Here is the chart showing the quarter as part of the longer term trend:

Screen Shot 2017 07 26 at 09.34.26

source
ONS

Until the beginning of 2017, the UK economy fared better than all but the most optimistic of forecasters imagined in the immediate aftermath of the Brexit referendum, confounding predictions of an immediate recession, and virtually ignoring any uncertainty over the future.

However, as the falling pound has pushed up inflation in recent months, regular Brits have started to feel the pinch, spending less, and slowing the consumer boom that has fuelled the country’s economic performance in the past handful of years.

While Wednesday’s numbers aren’t great, Ben Brettell, a senior economist at investment firm Hargreaves Lansdown believes there is cause for at least a little optimism.

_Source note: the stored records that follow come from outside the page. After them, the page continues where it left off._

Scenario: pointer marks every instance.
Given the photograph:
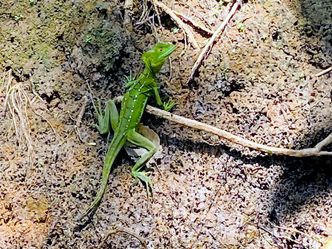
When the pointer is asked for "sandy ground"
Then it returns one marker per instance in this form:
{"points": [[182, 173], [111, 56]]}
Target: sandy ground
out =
{"points": [[258, 82]]}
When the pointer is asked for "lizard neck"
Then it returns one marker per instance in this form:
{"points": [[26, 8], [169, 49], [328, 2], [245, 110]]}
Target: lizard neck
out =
{"points": [[148, 73]]}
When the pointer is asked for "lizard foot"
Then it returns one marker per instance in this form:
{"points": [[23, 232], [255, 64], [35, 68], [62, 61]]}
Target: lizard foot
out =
{"points": [[168, 105], [145, 179]]}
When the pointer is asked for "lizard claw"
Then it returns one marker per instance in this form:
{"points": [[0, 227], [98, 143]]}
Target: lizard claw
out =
{"points": [[168, 105], [142, 176]]}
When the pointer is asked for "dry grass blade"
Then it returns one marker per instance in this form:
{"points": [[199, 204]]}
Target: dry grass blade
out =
{"points": [[16, 104], [216, 34], [180, 23]]}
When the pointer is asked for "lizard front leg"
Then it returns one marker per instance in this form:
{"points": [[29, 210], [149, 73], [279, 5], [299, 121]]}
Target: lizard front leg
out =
{"points": [[135, 138], [166, 105], [108, 118]]}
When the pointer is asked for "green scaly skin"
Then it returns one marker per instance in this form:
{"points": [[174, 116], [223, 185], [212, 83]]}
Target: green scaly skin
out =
{"points": [[124, 125]]}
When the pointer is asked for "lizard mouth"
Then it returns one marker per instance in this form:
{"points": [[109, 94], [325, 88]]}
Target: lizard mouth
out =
{"points": [[168, 52]]}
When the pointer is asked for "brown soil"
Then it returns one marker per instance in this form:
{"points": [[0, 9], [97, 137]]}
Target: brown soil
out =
{"points": [[258, 82]]}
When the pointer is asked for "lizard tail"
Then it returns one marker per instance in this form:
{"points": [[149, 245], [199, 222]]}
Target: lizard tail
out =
{"points": [[112, 152]]}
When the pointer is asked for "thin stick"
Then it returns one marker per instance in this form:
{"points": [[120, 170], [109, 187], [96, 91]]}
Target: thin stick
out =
{"points": [[216, 34], [180, 23], [195, 24], [128, 7], [237, 139], [116, 229], [82, 111], [324, 72]]}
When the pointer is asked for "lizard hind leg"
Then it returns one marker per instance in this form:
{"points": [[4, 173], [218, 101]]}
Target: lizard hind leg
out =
{"points": [[136, 138]]}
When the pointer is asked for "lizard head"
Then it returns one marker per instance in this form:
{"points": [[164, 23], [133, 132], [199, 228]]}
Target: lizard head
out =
{"points": [[157, 55]]}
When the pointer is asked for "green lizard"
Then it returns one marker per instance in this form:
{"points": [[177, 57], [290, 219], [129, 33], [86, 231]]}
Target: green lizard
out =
{"points": [[124, 125]]}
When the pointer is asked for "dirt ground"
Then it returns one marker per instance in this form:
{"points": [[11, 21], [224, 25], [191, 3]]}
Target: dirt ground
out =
{"points": [[258, 82]]}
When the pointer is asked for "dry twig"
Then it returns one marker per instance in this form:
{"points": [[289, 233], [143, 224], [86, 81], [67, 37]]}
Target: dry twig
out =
{"points": [[316, 151], [181, 24], [195, 24], [324, 72], [216, 34], [116, 229], [16, 102]]}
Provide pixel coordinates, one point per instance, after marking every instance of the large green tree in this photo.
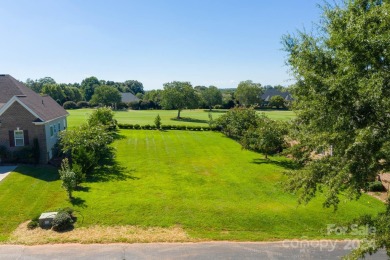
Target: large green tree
(54, 91)
(105, 95)
(342, 99)
(248, 93)
(179, 95)
(134, 86)
(88, 86)
(211, 96)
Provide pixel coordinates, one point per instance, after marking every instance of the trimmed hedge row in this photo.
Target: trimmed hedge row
(168, 127)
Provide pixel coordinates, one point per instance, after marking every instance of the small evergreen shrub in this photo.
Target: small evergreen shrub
(157, 121)
(376, 186)
(62, 221)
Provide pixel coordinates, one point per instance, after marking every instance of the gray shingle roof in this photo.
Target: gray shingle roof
(274, 92)
(128, 97)
(44, 106)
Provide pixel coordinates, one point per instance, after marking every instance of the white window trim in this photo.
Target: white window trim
(22, 138)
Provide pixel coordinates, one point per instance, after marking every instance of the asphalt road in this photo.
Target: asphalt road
(209, 250)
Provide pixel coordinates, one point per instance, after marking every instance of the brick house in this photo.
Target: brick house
(26, 115)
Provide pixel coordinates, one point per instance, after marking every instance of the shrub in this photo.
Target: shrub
(82, 104)
(33, 224)
(376, 186)
(62, 221)
(69, 105)
(79, 174)
(68, 177)
(103, 116)
(157, 121)
(237, 121)
(36, 151)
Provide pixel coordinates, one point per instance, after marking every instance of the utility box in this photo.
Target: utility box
(46, 219)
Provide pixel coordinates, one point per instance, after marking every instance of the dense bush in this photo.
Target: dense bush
(33, 224)
(82, 104)
(103, 116)
(62, 221)
(157, 121)
(87, 146)
(376, 186)
(69, 105)
(237, 121)
(169, 127)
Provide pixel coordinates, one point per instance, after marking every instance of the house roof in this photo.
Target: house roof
(127, 97)
(274, 92)
(44, 107)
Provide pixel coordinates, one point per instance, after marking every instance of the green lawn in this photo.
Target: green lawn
(27, 192)
(201, 181)
(196, 117)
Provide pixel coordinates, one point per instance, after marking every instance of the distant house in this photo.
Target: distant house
(269, 93)
(128, 97)
(26, 115)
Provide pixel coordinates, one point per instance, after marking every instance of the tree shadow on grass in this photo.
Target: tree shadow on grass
(111, 172)
(287, 164)
(216, 111)
(79, 202)
(46, 173)
(118, 136)
(82, 188)
(190, 120)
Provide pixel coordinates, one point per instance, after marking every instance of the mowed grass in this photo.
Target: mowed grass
(196, 117)
(27, 192)
(204, 183)
(201, 182)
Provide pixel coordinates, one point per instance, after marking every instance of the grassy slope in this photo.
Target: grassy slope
(143, 117)
(27, 192)
(205, 183)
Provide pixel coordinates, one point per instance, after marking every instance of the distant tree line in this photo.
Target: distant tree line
(174, 95)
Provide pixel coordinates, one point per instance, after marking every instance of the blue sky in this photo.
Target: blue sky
(206, 42)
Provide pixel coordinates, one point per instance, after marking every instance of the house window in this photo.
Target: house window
(19, 137)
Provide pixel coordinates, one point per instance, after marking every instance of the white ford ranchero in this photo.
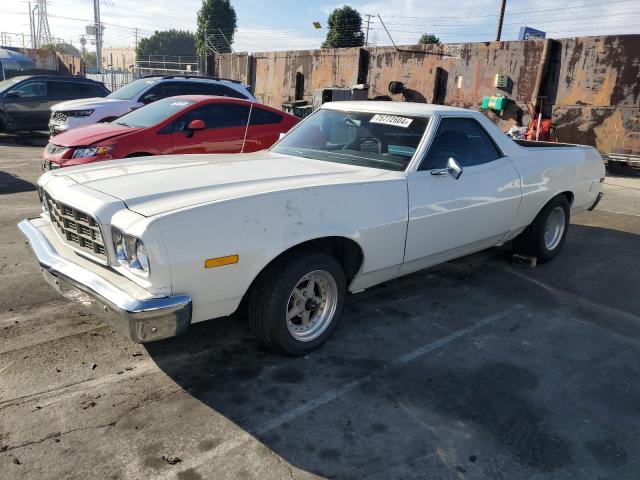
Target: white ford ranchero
(357, 194)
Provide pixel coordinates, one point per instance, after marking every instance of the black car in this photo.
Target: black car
(25, 102)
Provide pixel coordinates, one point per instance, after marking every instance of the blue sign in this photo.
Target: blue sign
(528, 33)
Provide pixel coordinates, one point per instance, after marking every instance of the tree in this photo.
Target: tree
(217, 23)
(63, 47)
(345, 29)
(169, 42)
(428, 39)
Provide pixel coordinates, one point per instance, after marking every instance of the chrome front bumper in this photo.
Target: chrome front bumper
(144, 320)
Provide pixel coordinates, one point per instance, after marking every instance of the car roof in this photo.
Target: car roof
(53, 77)
(215, 98)
(393, 108)
(193, 78)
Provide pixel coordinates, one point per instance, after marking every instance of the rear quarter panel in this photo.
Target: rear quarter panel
(547, 172)
(259, 228)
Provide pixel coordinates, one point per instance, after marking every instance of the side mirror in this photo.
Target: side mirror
(454, 169)
(147, 99)
(194, 126)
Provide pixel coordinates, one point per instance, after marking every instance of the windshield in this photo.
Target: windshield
(6, 84)
(132, 89)
(356, 138)
(154, 113)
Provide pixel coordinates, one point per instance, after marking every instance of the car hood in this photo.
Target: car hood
(86, 103)
(91, 134)
(156, 185)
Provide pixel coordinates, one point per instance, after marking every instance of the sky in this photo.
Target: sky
(265, 25)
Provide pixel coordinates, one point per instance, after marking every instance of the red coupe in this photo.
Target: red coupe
(176, 125)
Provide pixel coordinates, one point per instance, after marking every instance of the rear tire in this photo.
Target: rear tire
(296, 303)
(545, 236)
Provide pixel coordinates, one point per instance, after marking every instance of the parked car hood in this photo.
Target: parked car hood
(91, 134)
(86, 103)
(155, 185)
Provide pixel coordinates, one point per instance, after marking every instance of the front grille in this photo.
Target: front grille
(76, 228)
(52, 149)
(59, 116)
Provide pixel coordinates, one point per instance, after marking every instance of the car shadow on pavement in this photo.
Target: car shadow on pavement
(340, 412)
(30, 139)
(11, 184)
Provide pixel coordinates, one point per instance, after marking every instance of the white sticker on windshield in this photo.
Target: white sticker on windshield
(391, 120)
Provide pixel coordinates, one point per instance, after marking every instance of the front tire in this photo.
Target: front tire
(296, 304)
(546, 235)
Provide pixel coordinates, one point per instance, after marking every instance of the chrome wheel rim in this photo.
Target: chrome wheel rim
(312, 305)
(554, 229)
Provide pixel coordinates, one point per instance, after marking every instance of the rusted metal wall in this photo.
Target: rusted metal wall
(589, 85)
(595, 91)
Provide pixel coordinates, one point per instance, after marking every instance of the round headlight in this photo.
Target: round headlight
(141, 255)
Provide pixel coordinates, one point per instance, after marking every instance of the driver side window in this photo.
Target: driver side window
(216, 115)
(31, 90)
(463, 139)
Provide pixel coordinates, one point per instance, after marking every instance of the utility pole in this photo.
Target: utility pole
(503, 5)
(366, 37)
(98, 25)
(135, 33)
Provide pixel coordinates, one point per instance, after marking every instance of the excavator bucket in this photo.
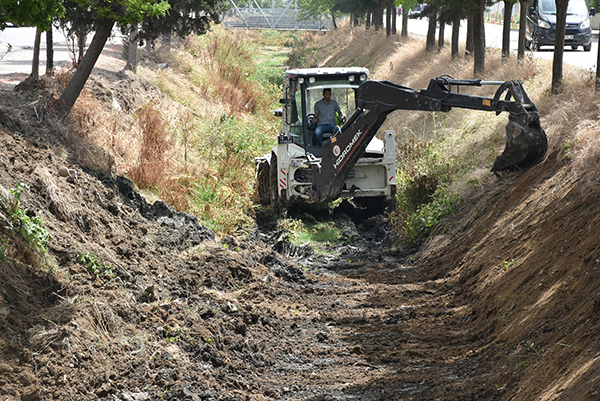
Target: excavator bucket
(526, 144)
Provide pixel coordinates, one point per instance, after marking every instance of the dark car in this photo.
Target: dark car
(541, 24)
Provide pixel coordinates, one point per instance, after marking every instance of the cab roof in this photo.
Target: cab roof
(329, 72)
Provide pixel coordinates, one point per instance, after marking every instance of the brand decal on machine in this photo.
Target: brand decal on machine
(347, 150)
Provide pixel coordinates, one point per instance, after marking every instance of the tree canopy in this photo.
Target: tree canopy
(37, 13)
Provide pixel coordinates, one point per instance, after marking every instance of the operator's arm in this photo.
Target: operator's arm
(338, 112)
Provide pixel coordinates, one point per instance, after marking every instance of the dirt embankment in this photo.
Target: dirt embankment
(508, 310)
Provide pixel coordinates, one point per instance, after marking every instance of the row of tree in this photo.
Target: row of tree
(449, 12)
(148, 18)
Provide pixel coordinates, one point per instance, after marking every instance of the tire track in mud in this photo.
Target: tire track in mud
(374, 331)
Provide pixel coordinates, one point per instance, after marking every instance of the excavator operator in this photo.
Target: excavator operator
(326, 110)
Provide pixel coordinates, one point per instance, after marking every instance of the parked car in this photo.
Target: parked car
(541, 24)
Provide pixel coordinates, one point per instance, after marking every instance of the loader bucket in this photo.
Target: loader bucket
(526, 144)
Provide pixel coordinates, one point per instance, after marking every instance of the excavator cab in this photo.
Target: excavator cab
(304, 87)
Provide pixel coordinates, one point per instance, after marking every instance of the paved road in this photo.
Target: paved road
(493, 33)
(16, 64)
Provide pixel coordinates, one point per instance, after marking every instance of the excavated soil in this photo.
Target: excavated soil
(502, 306)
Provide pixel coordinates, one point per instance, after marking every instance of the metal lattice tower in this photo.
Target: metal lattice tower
(249, 14)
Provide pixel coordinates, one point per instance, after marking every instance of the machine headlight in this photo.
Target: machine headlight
(544, 24)
(585, 24)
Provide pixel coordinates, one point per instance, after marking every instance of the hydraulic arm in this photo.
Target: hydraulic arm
(526, 141)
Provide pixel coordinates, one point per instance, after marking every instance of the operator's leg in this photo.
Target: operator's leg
(321, 129)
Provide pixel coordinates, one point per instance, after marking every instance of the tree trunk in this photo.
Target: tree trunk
(388, 20)
(35, 64)
(559, 45)
(441, 36)
(166, 40)
(598, 70)
(81, 38)
(469, 45)
(455, 38)
(49, 52)
(378, 17)
(506, 29)
(75, 86)
(479, 40)
(132, 49)
(394, 19)
(430, 43)
(522, 26)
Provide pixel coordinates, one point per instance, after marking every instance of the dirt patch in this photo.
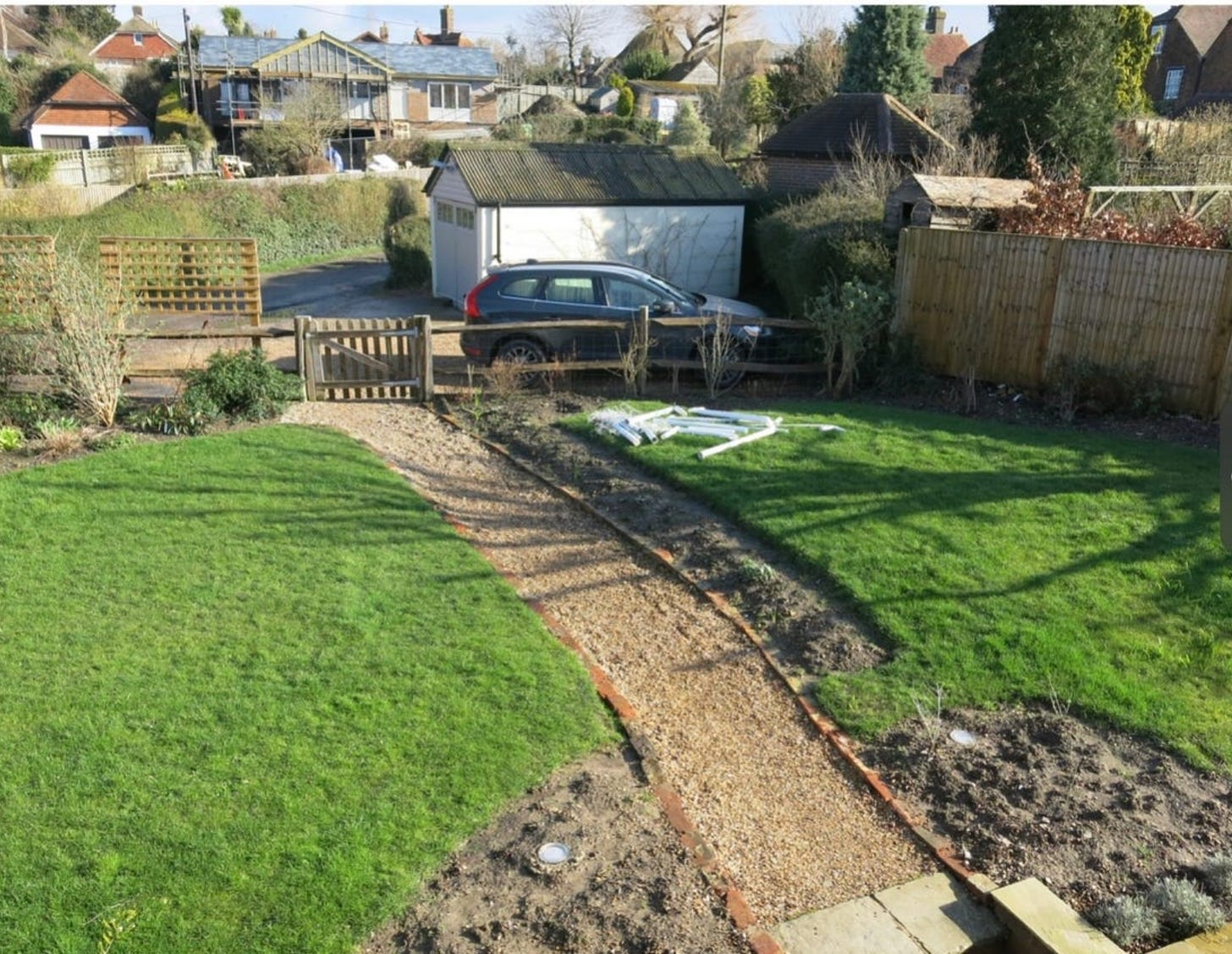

“Today’s GDP figures showed growth remains largely anaemic, accelerating slightly to 0.3% in the second quarter from 0.2% in Q1 … Yet despite lacklustre growth so far this year, there are tentative signs that things might improve in the second half,” he wrote in an emailed statement.

“Last week saw news that retail sales rose ahead of expectations, indicating the consumer may still have some petrol in the tank – though the Bank of England has expressed caution over rising levels of personal debt. Meanwhile inflation began to recede, which if it continues in the coming months could end the squeeze on real incomes.”

UK GDP has now grown in 18 consecutive quarters. The last time UK GDP shrunk over a quarter was in Q4 of 2012 when the economy readjustedfollowing a huge boost from the 2012 Olympic Games in London.